Distribution, Retail, and Merchandising: Key Concepts
Distribution Concepts
Distribution Concepts:
- Supply Chain: Obtains materials, transforms them into intermediate/finished products, and distributes them to the consumer.
- Internal Logistics: Plans, implements, and controls the flow (back and forward) and the effective storage of goods, services, and related information from the point of origin to the consumption point.
- Value Chain: From raw material/design to the form of payment/delivery to consumer. (Firm infrastructure, HR management, tech development, procurement → Inbound logistics → Operations → Outbound logistics → Marketing & Sales → Service)
Distribution Profiles
- Intensive: (Products of convenience: producer-wholesaler-distributor-client) = Reaching the largest number of points of sale with the biggest exposure. Typical in products of frequent purchase which require a long distribution channel. Wide range products, big sales, hard to control, lot of advertising, lot of sales.
- Selective: (Durable products) = Reduces the number of distributors that fulfill requirements, but without being exclusive. Limited channels, risk to brand image, high investment in channel, niche market.

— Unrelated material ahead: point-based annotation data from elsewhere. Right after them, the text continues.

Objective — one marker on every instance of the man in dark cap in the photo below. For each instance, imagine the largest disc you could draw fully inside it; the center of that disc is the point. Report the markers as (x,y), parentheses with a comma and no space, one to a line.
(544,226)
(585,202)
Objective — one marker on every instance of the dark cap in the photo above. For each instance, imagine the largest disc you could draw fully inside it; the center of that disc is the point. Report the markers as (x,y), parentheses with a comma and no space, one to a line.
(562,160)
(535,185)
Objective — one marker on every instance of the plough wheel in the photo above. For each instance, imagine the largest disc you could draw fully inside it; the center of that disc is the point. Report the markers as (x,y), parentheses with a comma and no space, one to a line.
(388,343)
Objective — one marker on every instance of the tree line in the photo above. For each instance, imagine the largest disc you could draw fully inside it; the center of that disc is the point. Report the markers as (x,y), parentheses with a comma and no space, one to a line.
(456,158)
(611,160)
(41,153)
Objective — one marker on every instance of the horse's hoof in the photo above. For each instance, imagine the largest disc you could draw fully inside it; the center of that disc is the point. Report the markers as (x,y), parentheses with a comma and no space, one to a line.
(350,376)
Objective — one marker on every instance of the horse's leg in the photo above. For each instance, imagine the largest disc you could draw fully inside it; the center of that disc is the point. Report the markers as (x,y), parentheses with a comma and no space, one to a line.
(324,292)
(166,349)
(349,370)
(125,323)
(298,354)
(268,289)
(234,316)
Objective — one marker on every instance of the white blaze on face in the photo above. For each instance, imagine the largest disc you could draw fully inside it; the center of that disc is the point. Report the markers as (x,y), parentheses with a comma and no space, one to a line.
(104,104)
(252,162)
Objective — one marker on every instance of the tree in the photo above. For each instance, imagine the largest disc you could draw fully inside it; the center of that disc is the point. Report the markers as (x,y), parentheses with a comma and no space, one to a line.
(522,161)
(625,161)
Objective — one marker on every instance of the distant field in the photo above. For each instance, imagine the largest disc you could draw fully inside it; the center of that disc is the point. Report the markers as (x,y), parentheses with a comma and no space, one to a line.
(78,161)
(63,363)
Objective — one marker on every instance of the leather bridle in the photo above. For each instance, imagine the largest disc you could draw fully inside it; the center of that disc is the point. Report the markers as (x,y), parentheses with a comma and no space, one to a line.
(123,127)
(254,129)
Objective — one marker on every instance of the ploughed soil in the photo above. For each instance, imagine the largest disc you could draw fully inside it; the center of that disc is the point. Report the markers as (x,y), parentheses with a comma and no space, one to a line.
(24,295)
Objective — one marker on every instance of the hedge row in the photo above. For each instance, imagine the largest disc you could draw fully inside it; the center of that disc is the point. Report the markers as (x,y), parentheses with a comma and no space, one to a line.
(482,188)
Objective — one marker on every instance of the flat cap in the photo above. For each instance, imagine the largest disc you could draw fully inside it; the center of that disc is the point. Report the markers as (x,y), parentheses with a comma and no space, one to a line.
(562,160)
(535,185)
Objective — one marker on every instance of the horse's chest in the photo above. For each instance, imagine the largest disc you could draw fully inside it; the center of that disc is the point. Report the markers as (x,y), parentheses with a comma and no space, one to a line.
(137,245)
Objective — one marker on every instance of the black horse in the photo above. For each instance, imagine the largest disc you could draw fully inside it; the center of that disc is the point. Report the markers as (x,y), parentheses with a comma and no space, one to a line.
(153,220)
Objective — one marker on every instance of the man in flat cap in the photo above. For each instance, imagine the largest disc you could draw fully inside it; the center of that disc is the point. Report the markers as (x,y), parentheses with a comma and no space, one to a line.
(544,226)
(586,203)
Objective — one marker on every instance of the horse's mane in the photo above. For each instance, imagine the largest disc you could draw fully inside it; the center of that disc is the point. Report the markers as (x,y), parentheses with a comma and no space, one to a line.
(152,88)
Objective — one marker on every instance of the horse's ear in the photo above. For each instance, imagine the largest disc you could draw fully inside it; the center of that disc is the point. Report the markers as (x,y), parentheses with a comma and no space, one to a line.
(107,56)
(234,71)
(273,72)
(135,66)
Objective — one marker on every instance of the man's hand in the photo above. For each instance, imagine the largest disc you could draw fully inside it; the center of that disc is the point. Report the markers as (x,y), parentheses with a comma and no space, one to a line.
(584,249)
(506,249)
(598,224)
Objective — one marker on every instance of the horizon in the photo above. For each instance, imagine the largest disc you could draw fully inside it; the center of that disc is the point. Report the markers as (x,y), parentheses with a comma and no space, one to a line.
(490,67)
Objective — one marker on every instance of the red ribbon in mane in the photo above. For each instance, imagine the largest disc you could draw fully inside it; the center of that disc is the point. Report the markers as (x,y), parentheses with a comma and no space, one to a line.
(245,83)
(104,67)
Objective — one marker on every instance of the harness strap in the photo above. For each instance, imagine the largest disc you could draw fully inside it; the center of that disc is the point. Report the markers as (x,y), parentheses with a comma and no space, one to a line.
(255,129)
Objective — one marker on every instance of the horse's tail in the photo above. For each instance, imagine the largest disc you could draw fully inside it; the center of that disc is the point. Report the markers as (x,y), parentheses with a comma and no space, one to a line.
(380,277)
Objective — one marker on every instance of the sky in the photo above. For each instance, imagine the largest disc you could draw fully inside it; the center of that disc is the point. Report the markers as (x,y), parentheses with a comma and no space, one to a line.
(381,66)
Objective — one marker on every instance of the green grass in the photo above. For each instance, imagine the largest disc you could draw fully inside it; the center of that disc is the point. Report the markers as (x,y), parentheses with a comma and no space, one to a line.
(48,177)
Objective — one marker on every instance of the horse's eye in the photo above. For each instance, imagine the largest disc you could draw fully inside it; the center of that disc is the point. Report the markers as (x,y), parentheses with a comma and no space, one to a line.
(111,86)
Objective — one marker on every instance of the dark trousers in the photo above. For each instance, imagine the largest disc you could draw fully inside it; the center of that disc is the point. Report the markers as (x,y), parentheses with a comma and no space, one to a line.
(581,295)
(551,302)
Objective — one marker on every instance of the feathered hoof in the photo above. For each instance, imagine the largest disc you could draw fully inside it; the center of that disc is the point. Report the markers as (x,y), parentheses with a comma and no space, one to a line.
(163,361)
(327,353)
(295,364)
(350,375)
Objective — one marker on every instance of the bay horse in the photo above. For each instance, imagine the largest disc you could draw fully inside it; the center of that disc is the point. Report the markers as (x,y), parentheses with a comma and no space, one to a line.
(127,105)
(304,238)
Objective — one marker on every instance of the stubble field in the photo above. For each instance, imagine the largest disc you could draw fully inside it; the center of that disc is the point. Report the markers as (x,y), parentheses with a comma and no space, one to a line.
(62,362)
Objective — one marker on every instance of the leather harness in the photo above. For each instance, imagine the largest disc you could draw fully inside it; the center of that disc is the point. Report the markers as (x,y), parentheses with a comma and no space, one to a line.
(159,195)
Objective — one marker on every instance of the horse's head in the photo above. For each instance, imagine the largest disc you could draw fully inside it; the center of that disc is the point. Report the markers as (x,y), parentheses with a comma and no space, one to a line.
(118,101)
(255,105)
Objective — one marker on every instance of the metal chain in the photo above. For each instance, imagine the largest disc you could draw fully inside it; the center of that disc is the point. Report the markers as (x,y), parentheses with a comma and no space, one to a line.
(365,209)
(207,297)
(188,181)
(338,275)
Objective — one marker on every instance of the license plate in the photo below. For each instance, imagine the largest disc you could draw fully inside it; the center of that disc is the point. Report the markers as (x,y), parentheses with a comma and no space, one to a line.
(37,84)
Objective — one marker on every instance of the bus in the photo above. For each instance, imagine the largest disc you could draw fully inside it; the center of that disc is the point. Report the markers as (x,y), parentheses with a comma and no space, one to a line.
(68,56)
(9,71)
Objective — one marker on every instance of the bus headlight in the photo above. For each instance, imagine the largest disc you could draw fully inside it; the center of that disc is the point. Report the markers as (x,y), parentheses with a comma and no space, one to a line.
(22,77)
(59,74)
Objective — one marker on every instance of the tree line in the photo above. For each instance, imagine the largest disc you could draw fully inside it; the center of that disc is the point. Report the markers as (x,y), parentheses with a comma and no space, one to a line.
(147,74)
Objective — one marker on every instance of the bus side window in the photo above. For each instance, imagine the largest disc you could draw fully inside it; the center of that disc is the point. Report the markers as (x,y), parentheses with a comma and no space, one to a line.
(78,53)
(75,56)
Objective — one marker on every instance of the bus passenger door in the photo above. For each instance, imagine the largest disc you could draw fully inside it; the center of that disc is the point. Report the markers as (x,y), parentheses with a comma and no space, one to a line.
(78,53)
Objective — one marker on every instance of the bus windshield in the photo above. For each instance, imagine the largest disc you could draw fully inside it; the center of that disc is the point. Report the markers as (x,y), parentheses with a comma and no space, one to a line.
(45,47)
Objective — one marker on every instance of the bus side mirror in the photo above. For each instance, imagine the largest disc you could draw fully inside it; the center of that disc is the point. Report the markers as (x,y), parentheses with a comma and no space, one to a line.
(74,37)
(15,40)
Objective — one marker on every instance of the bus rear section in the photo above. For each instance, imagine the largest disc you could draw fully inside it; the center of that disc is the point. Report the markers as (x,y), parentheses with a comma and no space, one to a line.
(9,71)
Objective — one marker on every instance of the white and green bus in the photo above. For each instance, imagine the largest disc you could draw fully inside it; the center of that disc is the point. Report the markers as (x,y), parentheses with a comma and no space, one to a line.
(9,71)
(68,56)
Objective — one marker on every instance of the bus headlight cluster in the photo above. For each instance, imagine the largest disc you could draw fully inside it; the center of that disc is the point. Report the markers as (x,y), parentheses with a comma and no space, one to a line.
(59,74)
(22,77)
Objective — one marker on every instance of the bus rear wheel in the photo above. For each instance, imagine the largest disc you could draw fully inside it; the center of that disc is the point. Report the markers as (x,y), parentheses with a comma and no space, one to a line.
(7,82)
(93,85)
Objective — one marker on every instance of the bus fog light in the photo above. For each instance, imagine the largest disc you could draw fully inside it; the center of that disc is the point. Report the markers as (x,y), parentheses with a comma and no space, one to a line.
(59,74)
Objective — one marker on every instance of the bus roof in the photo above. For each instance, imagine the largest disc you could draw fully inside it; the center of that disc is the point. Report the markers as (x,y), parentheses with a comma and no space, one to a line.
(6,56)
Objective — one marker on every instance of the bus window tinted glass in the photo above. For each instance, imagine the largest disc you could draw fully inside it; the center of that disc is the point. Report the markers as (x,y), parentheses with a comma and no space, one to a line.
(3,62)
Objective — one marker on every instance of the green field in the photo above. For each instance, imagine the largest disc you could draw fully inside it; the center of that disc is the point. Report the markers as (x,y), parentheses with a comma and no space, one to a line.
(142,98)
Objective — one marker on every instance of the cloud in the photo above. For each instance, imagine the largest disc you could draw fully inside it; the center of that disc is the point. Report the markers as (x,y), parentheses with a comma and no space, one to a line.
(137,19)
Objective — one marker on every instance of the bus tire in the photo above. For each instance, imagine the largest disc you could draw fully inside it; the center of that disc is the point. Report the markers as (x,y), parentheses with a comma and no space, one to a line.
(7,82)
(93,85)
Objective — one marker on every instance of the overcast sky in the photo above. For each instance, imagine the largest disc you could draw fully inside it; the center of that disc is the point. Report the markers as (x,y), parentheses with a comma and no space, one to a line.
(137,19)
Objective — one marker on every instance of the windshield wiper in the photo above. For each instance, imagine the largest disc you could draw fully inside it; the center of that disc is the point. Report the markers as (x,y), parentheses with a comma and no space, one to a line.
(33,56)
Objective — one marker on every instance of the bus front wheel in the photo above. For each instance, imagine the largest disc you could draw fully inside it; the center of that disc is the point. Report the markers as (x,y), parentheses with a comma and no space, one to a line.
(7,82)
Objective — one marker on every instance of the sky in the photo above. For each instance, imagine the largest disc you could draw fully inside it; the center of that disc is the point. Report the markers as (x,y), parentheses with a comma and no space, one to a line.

- Exclusive: (Premium goods) The manufacturer gives the right of sale to an intermediary, and in return, this one does not sell products of the competition. Planned purchase decision, after-sale service, little rotation, risk of brand image, fidelity, low growth opportunity.
Channel Design Stages
- Analyzing Client Needs: (Mission, target group, products that compromise assortment…)
- Establish Channel Objectives: (Is market coverage intensive, exclusive, strategy of sales and positioning, is product new, traditional…)
- Identify Channel Alternatives: (Types/number of intermediates, functions…)
- Evaluate Them: (Compensatory or not, control criteria)
- Select Channel Member: (Staff, financial capacity, customer service, new tech)
- Channel Monitoring: (Plan B, contingency plans…)
Transformation of Retail/Distribution
Change in value chain (more tech, single source suppliers, sustainable), globalization of supply, changes in purchasing and consumption habits, digitalization, disruptive business models, vertical integration of supply, concentration of distribution, disintermediation (remove middlemen)
Marketing Mix (5Ps)
Everything a company can do to influence demand for its products. Well blended, match corporate resources, competitive advantage, match client needs.
Trade Marketing (Producer-Retailer)
Aims to penetrate products and sell the most product quantity. It’s a system of collaboration between manufacturer and distributor to optimize channel resources. This marketing needs to respond to customer needs while combining the drawbacks of having a retailer-dominant situation into business opportunities.
Objectives: Generate traffic in establishment, avoid stock breaks, accelerate sales with merchandising…
Examples: Invest in tech, plan well the inventory, create incentives so retailers help you highlight product (Oreo), adapt promotions with each retailer (El Corte Inglés and Aldi different)
Retail Marketing (Retailer – Consumer)
Focuses on customer experience in shop. Aims to optimize assortment and point-of-sale profit.
Objectives: Create sensations on customers, stimulates our instincts so we go where they want us to.
Examples: Make products and shelves look attractive, promotions, good client experience, loyalty programs.
Merchandising
Sum of techniques put in place by distributors, retailers, and producers to increase profit at point-of-sale and flow of products. Consists of adapting assortment to market needs and presenting products well.
Types of Merchandising
- Visual: Determines the place of the products in the shelf, by type, by rooms like IKEA, by ages in games…
- Seduction: Smell, music, illumination.
- Management: Optimizing of shelf depends on the number of brands, facings…know rotations, size of sections, profitability.
Pillars of Merchandising
Product, place, price, quantity, timing, formats.
Principles of Merchandising
Promote, self-service, high stock rotation.
Benefits of Merchandising
Maximize surface area, easier purchases, impulses consumer to move around, tests circuits finding best flows and product presence, reduces replenishment movement, equilibrates high/low margin products.
Impact of Shelves (Most to Least)
Eye-hands-ground-head.
Category Management
A function in both physical retail and e-commerce where related products are grouped together under separated categories to manage performance better.
How to Set a Category Management
Define category, assign roles, evaluate its volume, define metrics of success like its costs, choose strategy, implement tactics, execute plan, revise it.